Dr. Nagourney's Blog

For Some Cancer Patients, A Bad Gene Can Be A Good Gene

By Robert A. Nagourney, MD

Ironically, many of the worst cancers prove to be the easiest to treat when new discoveries are made.

Hairy cell leukemia, once the bane of hematologists, is now cured with a single course of 2-CdA. Chronic myelogenous leukemia (CML), considered uniformly fatal without a bone marrow transplant, is now easily managed with a pill a day. Multiple myeloma and many of the most aggressive forms of lung cancer have emerged as easy targets for the newer forms of treatment.

Regrettably, these advances, however dramatic, still represent only a fraction of all cancers and there is much work yet to be done. 

One of the most challenging forms of breast cancer is the basal subtype often associated with triple negative (ER, PR, HER-2 (-)) disease.

It is aggressive, disseminates early and can be resistant to conventional chemotherapy. Although we have had good How We Test Your Cancer Infographicoutcomes in some patients using Platinum-based treatments (Blog June 2016) many patients remain difficult to manage. New insights from researchers in Florida and South Carolina offer a tantalizing opportunity to address this difficult disease.   

The Case of MYC

Among the most dangerous DNA mutations (oncogenes) in human cancer is one known as MYC. It is associated with the most aggressive form of lymphoma (Burkitt’s Lymphoma) and with childhood neuroblastoma. It now appears that it may play a role in triple negative breast cancer as well.
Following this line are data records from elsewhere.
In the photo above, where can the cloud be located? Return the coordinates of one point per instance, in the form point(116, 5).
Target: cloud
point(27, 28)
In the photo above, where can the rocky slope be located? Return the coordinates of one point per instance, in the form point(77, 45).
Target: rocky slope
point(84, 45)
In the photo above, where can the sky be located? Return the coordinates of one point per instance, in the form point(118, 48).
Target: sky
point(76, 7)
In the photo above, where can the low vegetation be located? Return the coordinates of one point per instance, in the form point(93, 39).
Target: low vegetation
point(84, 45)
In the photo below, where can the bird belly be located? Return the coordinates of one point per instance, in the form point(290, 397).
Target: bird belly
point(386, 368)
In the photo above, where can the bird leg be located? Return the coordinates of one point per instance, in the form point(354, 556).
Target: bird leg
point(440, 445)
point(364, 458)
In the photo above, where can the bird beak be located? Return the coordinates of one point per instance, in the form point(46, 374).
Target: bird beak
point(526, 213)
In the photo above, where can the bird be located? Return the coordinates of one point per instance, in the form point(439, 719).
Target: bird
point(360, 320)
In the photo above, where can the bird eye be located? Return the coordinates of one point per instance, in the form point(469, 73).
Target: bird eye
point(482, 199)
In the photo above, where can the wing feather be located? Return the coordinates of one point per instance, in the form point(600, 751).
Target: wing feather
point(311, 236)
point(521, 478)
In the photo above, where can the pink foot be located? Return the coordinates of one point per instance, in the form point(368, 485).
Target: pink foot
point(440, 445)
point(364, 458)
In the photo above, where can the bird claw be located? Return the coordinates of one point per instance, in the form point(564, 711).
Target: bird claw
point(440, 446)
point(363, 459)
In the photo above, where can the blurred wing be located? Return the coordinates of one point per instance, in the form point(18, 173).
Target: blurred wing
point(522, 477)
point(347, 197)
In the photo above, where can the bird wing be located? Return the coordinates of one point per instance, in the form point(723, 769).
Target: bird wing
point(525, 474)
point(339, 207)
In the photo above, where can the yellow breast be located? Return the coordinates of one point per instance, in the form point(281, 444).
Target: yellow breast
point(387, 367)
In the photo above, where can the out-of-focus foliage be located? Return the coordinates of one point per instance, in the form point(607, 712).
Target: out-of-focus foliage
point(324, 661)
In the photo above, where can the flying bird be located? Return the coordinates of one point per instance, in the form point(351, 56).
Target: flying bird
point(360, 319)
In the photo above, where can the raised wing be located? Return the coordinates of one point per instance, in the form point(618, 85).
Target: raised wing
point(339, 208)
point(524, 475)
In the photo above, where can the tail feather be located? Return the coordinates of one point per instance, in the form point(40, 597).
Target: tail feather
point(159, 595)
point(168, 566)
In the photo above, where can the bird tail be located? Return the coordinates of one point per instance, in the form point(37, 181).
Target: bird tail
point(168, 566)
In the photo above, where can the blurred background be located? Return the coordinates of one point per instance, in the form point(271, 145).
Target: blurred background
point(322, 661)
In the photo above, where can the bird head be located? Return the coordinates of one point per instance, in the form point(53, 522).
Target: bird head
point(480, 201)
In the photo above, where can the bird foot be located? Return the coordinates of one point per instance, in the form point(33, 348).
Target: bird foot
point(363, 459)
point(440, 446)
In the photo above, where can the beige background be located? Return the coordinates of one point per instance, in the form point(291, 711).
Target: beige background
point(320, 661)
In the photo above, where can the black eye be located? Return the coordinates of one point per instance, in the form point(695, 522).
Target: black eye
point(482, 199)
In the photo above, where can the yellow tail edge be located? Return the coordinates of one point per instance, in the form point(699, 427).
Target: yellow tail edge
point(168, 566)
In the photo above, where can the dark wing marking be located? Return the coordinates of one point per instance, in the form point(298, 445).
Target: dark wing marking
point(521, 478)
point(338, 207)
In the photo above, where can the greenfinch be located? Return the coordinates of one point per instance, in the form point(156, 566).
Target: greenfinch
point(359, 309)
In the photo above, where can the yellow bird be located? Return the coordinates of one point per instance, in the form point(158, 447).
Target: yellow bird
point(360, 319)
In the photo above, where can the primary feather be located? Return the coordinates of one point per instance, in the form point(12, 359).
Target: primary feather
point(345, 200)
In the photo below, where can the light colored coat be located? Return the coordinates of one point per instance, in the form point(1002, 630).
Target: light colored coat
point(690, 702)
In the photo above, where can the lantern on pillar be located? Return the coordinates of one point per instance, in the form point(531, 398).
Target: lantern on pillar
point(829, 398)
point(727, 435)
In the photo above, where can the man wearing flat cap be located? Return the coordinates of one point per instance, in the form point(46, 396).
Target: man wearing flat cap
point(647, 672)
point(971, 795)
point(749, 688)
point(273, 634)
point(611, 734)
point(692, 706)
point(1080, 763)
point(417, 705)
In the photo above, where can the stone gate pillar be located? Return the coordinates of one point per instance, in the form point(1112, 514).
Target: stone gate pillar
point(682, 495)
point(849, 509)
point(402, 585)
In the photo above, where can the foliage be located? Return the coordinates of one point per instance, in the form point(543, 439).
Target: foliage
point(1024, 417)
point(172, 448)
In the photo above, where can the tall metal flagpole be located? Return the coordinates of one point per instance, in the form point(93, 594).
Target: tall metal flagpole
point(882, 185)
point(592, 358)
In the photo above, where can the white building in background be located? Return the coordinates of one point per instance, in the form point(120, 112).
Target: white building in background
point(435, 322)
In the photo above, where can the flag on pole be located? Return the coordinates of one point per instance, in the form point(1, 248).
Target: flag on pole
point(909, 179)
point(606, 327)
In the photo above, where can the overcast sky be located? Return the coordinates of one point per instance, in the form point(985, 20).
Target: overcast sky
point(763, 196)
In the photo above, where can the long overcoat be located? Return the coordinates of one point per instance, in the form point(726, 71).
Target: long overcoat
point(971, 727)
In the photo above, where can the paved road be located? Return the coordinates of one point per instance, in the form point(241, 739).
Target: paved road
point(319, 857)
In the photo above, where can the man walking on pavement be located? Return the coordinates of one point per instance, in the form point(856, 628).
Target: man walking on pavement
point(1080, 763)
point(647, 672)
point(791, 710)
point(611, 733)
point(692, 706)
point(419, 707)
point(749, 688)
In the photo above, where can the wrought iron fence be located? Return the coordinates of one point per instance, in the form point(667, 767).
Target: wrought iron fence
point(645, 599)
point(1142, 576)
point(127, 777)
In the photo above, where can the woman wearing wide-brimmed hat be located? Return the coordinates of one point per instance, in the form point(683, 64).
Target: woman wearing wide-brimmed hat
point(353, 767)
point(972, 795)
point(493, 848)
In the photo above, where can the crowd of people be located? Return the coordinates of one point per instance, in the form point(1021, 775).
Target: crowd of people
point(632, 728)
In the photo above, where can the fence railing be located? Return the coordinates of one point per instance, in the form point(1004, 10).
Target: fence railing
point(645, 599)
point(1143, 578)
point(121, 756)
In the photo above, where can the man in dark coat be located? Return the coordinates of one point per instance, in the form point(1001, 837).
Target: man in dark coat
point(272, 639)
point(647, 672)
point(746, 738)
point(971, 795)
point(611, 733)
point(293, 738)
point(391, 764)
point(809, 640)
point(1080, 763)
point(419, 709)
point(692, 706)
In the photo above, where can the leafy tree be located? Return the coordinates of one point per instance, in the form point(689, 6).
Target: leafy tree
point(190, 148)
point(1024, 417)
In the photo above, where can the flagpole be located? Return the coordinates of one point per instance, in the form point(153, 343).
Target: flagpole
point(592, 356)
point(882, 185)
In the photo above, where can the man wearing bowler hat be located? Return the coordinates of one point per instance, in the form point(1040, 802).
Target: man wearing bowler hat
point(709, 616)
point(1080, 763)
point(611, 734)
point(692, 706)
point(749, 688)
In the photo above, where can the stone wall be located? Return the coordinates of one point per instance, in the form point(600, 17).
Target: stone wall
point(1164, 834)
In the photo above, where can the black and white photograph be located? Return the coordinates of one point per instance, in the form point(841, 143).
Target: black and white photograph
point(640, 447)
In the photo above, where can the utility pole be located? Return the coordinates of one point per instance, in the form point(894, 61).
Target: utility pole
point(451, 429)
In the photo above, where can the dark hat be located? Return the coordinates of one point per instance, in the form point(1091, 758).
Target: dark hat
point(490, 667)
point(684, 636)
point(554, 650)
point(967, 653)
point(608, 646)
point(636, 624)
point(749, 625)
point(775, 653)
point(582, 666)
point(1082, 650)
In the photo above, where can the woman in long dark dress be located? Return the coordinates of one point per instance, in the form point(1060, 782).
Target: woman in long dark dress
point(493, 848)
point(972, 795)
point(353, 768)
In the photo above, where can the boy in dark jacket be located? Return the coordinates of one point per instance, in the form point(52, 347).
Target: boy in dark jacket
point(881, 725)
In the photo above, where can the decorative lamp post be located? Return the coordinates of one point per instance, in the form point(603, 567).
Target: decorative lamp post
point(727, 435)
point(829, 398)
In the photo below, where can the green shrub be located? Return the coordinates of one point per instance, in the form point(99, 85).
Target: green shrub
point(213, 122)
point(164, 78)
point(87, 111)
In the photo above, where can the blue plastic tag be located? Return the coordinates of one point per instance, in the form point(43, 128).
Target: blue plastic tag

Working in cell culture and animal models investigators found that the presence of the MYC oncogene was associated with an improved survival. How could this bad gene possibly be a good gene for patients with triple negative breast cancer? The answer lies in MYC’s role as an orchestrator of a highly complex signal network.

Paradoxically, when MYC expression goes up in certain breast cancers, it reins in invasiveness and the ability to spread. But this only applies to triple negative cancers, not to the more common estrogen driven types. When they examined what MYC actually controls that improves patient survival, the story got even more interesting.

MYC & SRC

Using sophisticated tools to increase and decrease MYC they found a second control pathway, known as SRC.  Strikingly, if you simultaneously inhibit both pathways (MYC and SRC), you get dramatic effects in the cancer cells. But this only occurs if you target BOTH pathways at the same time. In fact, inhibiting MYC alone was actually worse. 

The problem is that there is now a fever-pitched attempt to develop drugs that control MYC. With these new findings, however, could MYC-targeted therapies prove hazardous? The answer, it would seem, is yes! It may be that in certain circumstances these well-intentioned interventions designed to target MYC could prove dead wrong. 

We recently reported our findings in this field (Nagourney et al Proc. ASCO, 2016) where we examined drugs that target MYC. Interestingly, drugs that are now used for hematologic malignancies have activity against both the MYC and SRC pathways. We are now exploring these findings in triple negative breast cancers to see if a relatively simple, oral drug combination might offer a novel therapy for some of these patients. 

This study is of interest on many levels.

  1. A bad gene may in certain circumstances be a good gene.
  2. Events in cancer are highly contextual, such that a good gene in one form of breast cancer (triple negative) may be a bad gene in another (ER+).
  3. The complexity of these associations goes beyond our ability to simply identify a gene as present or absent at a DNA (genomic) level. We must be able to gauge the biological consequences of these interwoven events. This is best done at the level of cellular biology (phenotypic).  

Each of the observations in this study ultimately required a cellular system to examine the complex interaction between genes and their inhibitors. This is precisely the work that we conduct using ex vivo analysis of programmed cell death (EVA/PCD) in human cancers. 

Most importantly, we may have a new handle on triple negative breast cancer that uses commercially available drugs that are combined in entirely new ways. We will now pursue these observations in our triple negatives. If we can confirm these interactions, it may offer an effective new therapy for our patients with this aggressive disease. 

As always, I appreciate your thoughts and comments.